Outer suburban electorates of major cities, already home to many of Australia’s most financially stressed households, are facing a “huge cliff” in coming years as their fixed-rate loans expire and they are hit with higher interest rates, analysts say.
Inflation data for the March quarter, released by the Australian Bureau of Statistics on Wednesday, underscored the rising cost of housing. New dwellings costs rose 13.7% – the biggest quarterly rise since the GST started in September 2000 – while rents resumed rising in Melbourne and Sydney and became more costly in other capitals.
But it was the surprise jump in both the headline and underlying inflation, easily exceeding market predictions, that will probably sharpen the pain by bringing forward and increasing the size of interest rate rises by the Reserve Bank of Australia.
Market economists had mostly assumed the RBA could hold off lifting its cash rate from its record low of 0.1% until June – after next month’s federal election.
But three of the big four commercial banks now expect an RBA rate rise next Tuesday, with rates rising steadily for months to ensure inflation doesn’t spiral out of control.
Data collected last year by researchers from the University of New South Wales found that of the 12 electorates where the majority of households were already under financial stress, nine were in outer metropolitan regions.
“It’s not strictly speaking mortgage stress,” Prof Hal Pawson from UNSW said. “It’s people who are in financial stress who also have a mortgage.”
Those outer suburbs, mostly held by Labor, often include higher ratios of first-home buyers, some lured by government schemes during the Covid crisis. Many of these owners will have bought in near the top of the market and will not yet be in a position to earn pay rises since they bought, Pawson said.
An early RBA rate increase is not crucial in itself – other than causing political grief for the government this side of an election. But markets are already lifting rates and a bigger inflation number means future lending rates will probably be higher.
The National Australia Bank, for instance, has already lifted fixed rates on four-year loans by almost three percentage points – from 1.98% to 4.79% – in the past year, according to RateCity.com.au.
“There’s going to potentially be a huge cliff in two or three years’ time when their fixed-rate loan runs out because they’ll have to refinance,” Pawson said.
For those on an average mortgage of $600,000, adding three percentage points to the borrowing costs could swell repayments by $1,500 a month or more. “That’s going to be a lot for any household to swallow.”

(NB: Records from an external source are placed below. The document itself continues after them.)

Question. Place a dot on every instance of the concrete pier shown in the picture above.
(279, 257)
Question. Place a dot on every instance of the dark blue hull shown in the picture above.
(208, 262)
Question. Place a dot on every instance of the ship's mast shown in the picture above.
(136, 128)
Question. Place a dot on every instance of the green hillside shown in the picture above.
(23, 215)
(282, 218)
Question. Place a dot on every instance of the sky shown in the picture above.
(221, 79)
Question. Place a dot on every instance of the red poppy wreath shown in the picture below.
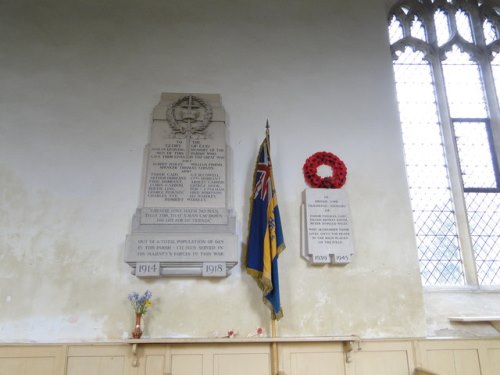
(339, 171)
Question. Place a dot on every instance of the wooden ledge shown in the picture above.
(346, 341)
(242, 340)
(493, 320)
(423, 371)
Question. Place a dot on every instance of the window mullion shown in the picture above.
(454, 174)
(488, 82)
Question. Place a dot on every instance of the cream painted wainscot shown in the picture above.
(252, 356)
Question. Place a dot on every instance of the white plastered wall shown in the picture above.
(79, 82)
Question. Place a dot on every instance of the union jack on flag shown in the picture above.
(265, 237)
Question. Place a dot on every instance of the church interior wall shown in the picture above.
(79, 82)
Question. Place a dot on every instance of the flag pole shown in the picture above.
(274, 345)
(274, 349)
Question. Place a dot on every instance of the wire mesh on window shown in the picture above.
(483, 210)
(395, 30)
(464, 25)
(433, 213)
(435, 220)
(495, 67)
(417, 29)
(464, 87)
(442, 26)
(474, 151)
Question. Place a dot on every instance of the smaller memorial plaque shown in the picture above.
(328, 226)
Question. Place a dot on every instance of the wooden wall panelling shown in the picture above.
(382, 358)
(100, 359)
(229, 359)
(33, 359)
(312, 358)
(461, 357)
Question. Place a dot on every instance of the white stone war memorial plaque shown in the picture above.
(184, 226)
(328, 237)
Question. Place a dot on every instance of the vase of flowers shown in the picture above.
(140, 304)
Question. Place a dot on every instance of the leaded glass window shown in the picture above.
(447, 71)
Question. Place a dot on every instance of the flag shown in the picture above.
(265, 236)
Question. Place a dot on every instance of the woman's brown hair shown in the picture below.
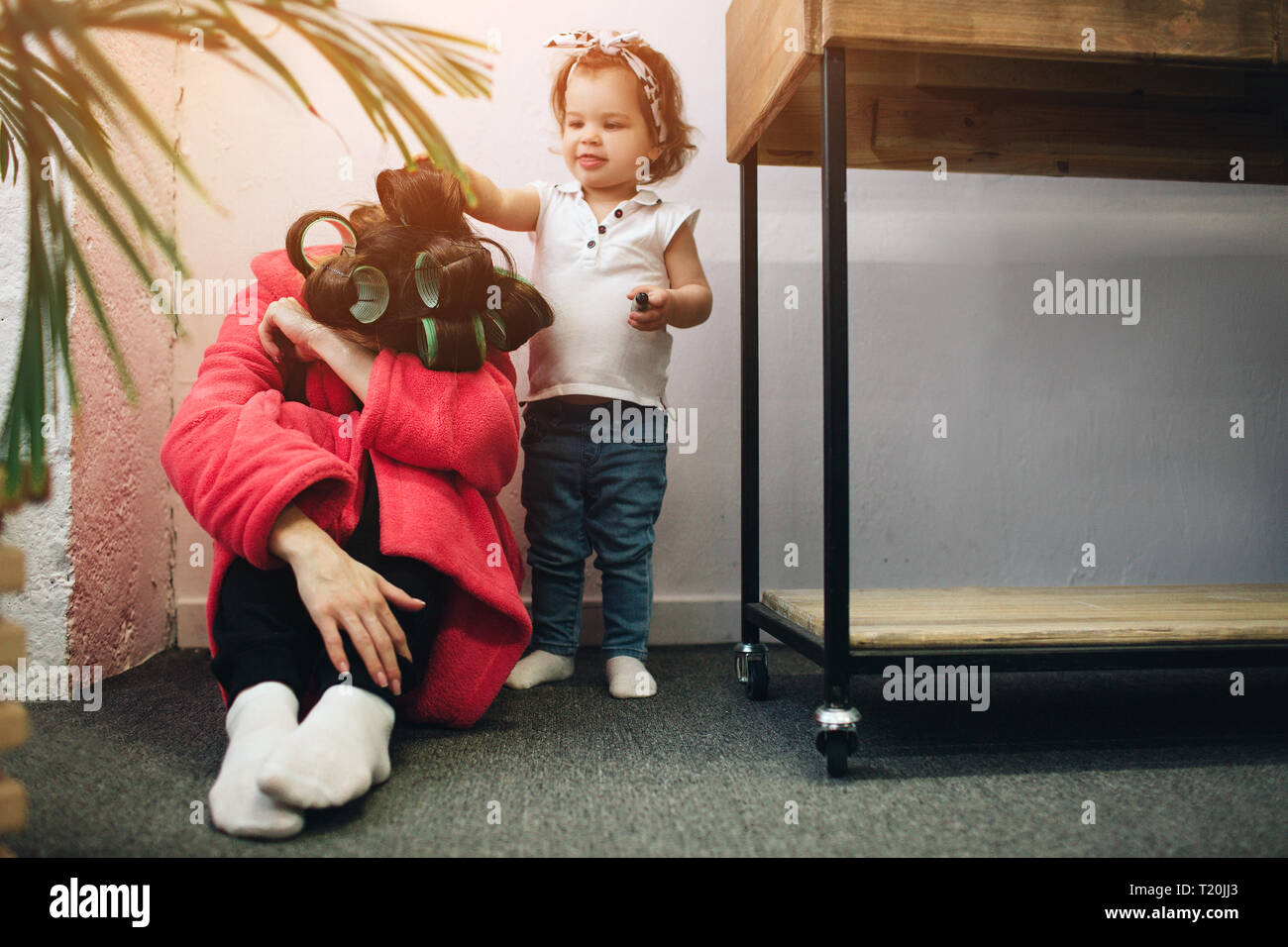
(415, 275)
(677, 150)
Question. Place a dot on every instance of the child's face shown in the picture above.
(601, 118)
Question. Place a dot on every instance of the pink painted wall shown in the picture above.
(120, 608)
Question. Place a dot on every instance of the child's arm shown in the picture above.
(510, 209)
(688, 302)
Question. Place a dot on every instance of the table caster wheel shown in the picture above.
(752, 665)
(758, 681)
(837, 748)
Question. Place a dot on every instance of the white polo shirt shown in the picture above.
(585, 266)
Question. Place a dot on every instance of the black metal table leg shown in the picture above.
(751, 655)
(837, 736)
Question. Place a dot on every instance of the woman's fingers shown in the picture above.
(391, 628)
(334, 644)
(384, 647)
(398, 596)
(361, 639)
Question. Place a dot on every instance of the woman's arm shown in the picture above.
(340, 591)
(235, 458)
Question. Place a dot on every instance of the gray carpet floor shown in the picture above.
(1173, 764)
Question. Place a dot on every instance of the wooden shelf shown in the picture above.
(983, 617)
(1006, 89)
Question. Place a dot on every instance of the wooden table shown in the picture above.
(1167, 90)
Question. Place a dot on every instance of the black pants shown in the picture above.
(263, 631)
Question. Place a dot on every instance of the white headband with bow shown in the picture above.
(614, 44)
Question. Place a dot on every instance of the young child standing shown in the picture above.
(618, 266)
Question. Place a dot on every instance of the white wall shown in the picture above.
(1061, 429)
(39, 528)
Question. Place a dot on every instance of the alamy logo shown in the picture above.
(632, 425)
(936, 684)
(198, 296)
(35, 682)
(101, 900)
(1087, 296)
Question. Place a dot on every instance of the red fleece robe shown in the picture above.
(442, 446)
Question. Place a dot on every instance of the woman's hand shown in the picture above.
(340, 591)
(296, 326)
(660, 308)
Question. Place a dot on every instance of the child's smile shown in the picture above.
(605, 134)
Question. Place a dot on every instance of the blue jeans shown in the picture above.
(584, 491)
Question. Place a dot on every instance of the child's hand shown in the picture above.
(294, 322)
(660, 305)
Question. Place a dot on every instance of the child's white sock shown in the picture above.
(258, 720)
(539, 668)
(629, 678)
(335, 755)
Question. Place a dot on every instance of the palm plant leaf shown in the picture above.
(60, 98)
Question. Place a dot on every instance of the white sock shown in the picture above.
(539, 668)
(258, 720)
(338, 753)
(629, 678)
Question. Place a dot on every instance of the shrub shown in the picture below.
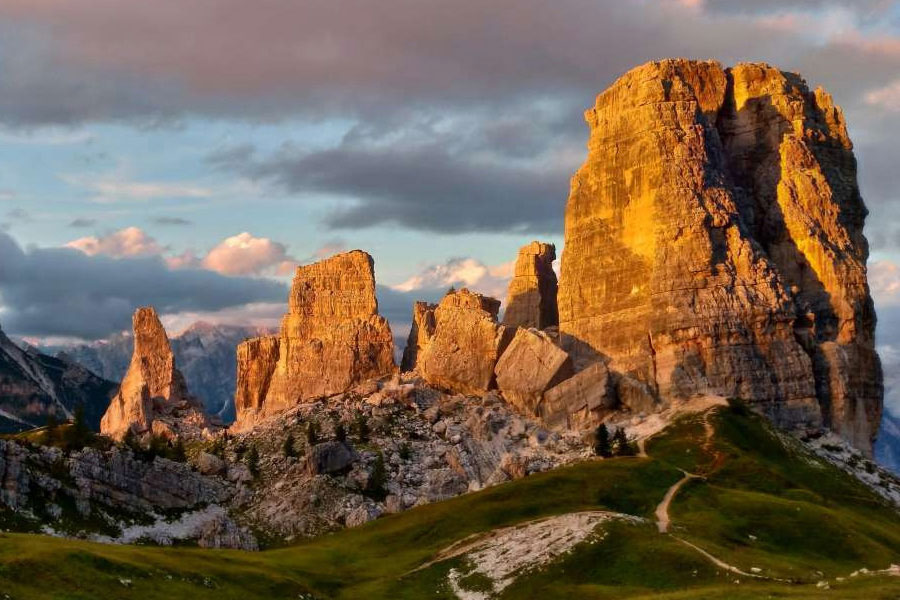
(287, 447)
(602, 445)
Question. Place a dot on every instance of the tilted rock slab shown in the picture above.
(466, 343)
(529, 366)
(153, 396)
(531, 301)
(331, 339)
(714, 245)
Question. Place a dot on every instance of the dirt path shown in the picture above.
(662, 511)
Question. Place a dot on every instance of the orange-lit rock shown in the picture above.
(714, 245)
(466, 344)
(331, 339)
(531, 301)
(529, 366)
(153, 396)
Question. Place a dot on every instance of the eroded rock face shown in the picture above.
(529, 366)
(331, 339)
(466, 344)
(420, 334)
(714, 245)
(531, 301)
(256, 362)
(579, 402)
(153, 396)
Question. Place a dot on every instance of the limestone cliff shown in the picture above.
(714, 244)
(420, 334)
(153, 396)
(531, 301)
(466, 343)
(332, 338)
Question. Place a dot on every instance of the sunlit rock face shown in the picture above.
(153, 397)
(531, 301)
(331, 339)
(465, 345)
(714, 244)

Households surveyed by UNSW were deemed to be in stress if their residual funds after normal expenditure, including for housing, was less than 5% of income.
RateCity takes a more conservative assessment. It applied Westpac’s predictions – made before Wednesday’s inflation shock – that the RBA would hold off on lifting its cash rate until June but progressively lift it to peak at 2% by next May.
Average loan sizes were taken from the latest ABS data for February and released earlier this month. Borrowers were assumed to be on 25-year mortgages.
By these calculations, the impact on those households with $500,000 loans would be an increase in monthly repayments averaging $513 by May 2023.
While less than UNSW’s estimates, the impact of higher rates will still be significant, particularly as other costs such as fuel and food would probably be rising as well, according to Sally Tindall, a senior researcher at RateCity.
“There’s going to be some households that really have to take a long hard look at their budgets, and potentially make hefty cuts in numerous places to just keep their heads above water and their mortgage repayments up,” Tindall said.
“We’re looking down the barrel at not just one rate hike in isolation. There’s going to be multiple hikes.”
Inflation figures “have been blown out of the water”, so even if the RBA held off a month, there was still a lot of work to be done to curb inflation, she said.
Data from the Australian Prudential Regulation Authority showed the average mortgage holder had made the most of the Covid support payments – and limited spending opportunities – to be 45 months ahead on repayments. That tally, though, was an average and a lot people wouldn’t enjoy so large a buffer, Tindall said.
Those borrowers who lately had a change of circumstances – such as an added child to the family, a change of job or a business snarled by Covid – may struggle to make higher repayments.
In addition, “anyone who bought recently and potentially overstretched themselves to get into an overheated property market, they will feel the heat of these rate hikes, that’s for certain”, Tindall said.